Dibanding Beri Grasi ke Napi Koruptor, Jokowi Diminta Lakukan Ini
- ANTARA Foto/Agus Bebeng
VIVA – Presiden Joko Widodo atau Jokowi memberikan grasi kepada terpidana kasus korupsi mantan gubernur Riau Annas Maamun. Keputusannya itu membuat kecewa sejumlah pihak.
Anggota Komisi III Dewan Perwakilan Rakyat (DPR) Bukhori Yusuf mengatakan bahwa keputusan Jokowi tidak bisa diterima. Alasan kemanusiaan yang disampaikannya Jokowi meski dijamin oleh Undang-udang Dasar (UUD) 1945 untuk memberikan grasi kepada Annas, menurut dia, sangat subyektif.
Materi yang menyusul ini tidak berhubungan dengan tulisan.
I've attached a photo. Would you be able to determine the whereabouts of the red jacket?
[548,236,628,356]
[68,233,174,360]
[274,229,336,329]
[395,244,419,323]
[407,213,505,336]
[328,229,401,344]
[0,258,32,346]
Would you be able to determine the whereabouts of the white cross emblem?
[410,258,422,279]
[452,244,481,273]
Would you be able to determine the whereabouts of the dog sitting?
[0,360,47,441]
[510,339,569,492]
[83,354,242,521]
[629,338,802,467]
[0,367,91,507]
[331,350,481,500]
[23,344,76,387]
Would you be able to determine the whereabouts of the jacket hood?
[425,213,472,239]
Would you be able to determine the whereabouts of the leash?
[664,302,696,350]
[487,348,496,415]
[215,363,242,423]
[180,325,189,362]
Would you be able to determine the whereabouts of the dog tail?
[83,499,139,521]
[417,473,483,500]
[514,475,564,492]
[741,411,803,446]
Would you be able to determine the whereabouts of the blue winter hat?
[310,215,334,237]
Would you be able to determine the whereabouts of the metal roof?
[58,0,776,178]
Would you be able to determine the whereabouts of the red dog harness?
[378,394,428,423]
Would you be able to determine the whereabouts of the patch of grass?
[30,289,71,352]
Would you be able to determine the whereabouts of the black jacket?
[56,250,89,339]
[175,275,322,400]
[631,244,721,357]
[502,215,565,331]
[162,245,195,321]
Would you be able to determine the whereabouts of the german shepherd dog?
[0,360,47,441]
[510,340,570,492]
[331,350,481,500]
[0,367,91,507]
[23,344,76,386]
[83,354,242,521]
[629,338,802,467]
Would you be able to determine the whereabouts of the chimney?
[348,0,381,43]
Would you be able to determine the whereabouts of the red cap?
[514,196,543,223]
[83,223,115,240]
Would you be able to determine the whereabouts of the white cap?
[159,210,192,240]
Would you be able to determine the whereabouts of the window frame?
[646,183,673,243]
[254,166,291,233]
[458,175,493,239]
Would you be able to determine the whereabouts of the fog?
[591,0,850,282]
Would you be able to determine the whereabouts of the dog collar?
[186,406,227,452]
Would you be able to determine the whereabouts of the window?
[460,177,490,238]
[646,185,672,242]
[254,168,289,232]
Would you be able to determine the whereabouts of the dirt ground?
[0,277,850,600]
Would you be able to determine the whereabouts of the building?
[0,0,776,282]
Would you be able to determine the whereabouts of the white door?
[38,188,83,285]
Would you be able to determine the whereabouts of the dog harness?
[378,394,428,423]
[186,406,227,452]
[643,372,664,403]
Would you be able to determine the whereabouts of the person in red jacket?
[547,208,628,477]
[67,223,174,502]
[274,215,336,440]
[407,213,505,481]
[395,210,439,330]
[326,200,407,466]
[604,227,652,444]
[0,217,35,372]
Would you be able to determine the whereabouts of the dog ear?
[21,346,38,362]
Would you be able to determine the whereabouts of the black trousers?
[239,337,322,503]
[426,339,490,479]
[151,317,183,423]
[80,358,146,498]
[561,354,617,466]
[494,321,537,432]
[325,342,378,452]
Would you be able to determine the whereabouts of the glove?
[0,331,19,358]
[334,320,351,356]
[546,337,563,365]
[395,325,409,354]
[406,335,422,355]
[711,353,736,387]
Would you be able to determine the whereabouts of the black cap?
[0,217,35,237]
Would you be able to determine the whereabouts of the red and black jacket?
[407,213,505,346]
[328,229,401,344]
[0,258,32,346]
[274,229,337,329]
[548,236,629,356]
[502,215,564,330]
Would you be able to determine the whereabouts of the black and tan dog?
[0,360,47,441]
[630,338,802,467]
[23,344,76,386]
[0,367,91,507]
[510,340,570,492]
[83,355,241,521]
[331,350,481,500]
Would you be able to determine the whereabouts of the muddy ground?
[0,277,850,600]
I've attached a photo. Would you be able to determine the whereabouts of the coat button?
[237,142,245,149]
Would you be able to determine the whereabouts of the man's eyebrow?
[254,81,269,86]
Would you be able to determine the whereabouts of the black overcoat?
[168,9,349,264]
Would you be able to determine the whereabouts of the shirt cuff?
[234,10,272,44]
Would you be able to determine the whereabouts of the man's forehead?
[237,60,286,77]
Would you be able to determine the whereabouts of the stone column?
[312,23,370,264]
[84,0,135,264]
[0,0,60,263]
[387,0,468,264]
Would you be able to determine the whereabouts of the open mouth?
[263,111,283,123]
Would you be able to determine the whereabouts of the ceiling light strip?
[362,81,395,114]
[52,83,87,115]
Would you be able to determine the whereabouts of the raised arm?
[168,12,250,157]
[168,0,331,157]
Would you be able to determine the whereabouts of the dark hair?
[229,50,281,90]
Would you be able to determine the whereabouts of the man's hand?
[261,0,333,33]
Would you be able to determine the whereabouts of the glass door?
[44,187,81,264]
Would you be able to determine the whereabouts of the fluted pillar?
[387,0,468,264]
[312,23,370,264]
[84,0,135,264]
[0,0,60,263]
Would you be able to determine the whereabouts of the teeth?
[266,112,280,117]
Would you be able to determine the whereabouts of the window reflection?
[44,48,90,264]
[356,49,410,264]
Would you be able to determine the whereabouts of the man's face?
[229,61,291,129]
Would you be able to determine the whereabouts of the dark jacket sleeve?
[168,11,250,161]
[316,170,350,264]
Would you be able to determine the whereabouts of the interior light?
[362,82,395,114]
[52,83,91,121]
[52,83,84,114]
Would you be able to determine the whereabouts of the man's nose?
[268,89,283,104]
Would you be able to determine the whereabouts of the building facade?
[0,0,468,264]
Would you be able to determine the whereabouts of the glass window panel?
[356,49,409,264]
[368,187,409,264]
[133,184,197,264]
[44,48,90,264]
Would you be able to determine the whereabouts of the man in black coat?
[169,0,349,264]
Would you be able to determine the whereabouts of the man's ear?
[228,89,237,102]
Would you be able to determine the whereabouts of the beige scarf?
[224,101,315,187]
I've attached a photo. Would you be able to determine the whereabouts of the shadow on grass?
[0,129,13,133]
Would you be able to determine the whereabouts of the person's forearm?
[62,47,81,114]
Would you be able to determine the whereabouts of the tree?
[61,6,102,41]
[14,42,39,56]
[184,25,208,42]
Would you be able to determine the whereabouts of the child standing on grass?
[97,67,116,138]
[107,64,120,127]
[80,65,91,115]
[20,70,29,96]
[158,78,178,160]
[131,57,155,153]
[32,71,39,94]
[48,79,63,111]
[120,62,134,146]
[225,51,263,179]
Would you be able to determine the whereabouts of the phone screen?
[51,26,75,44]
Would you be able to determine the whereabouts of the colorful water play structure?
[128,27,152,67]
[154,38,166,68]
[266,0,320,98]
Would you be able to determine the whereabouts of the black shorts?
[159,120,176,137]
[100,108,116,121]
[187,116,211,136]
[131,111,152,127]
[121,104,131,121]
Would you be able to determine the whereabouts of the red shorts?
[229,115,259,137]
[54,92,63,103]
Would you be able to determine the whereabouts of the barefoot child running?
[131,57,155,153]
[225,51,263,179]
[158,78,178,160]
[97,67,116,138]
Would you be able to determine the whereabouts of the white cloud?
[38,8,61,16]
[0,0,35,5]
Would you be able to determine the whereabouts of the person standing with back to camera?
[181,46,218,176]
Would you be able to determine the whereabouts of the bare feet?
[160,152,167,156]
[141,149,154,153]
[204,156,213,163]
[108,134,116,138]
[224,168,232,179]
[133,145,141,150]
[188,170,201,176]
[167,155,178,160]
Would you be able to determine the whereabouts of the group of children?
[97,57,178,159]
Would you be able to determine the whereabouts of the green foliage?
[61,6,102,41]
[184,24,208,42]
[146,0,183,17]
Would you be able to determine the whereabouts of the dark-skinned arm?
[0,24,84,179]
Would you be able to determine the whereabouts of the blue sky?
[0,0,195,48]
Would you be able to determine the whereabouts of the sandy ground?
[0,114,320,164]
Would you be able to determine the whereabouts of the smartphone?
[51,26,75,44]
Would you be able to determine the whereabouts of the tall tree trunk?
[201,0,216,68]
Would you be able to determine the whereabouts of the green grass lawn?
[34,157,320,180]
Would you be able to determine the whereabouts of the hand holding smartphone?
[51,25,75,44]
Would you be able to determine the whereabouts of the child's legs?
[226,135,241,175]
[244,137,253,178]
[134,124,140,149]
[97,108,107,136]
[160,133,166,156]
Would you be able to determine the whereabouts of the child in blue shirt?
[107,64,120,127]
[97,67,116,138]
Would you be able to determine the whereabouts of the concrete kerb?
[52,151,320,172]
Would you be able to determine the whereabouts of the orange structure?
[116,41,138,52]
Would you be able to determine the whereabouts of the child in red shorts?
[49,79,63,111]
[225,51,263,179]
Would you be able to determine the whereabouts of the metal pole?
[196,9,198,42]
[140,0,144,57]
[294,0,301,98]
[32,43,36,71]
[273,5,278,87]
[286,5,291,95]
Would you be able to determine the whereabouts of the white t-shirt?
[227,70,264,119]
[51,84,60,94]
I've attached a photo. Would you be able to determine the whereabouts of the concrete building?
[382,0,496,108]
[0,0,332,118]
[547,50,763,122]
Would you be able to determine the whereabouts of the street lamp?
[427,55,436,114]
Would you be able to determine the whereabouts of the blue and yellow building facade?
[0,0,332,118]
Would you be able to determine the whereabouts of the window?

"Alasan yang sangat subyektif, yang kemudian tidak bisa diterima semua pihak. Alasan kemanusiaan itu kan subyektif," kata dia dalam diskusi di Jakarta, Minggu, 8 Desember 2019.
Menurut Buhkori, banyak narapidana di lembaga pemasyarakatan (lapas) yang juga menderita sakit dan berusia lanjut, bahkan lebih tua dibanding Annas. Misalnya, dia mencontohkan, terpidana terorisme Abu Bakar Baasyir yang usianya juga sepuh.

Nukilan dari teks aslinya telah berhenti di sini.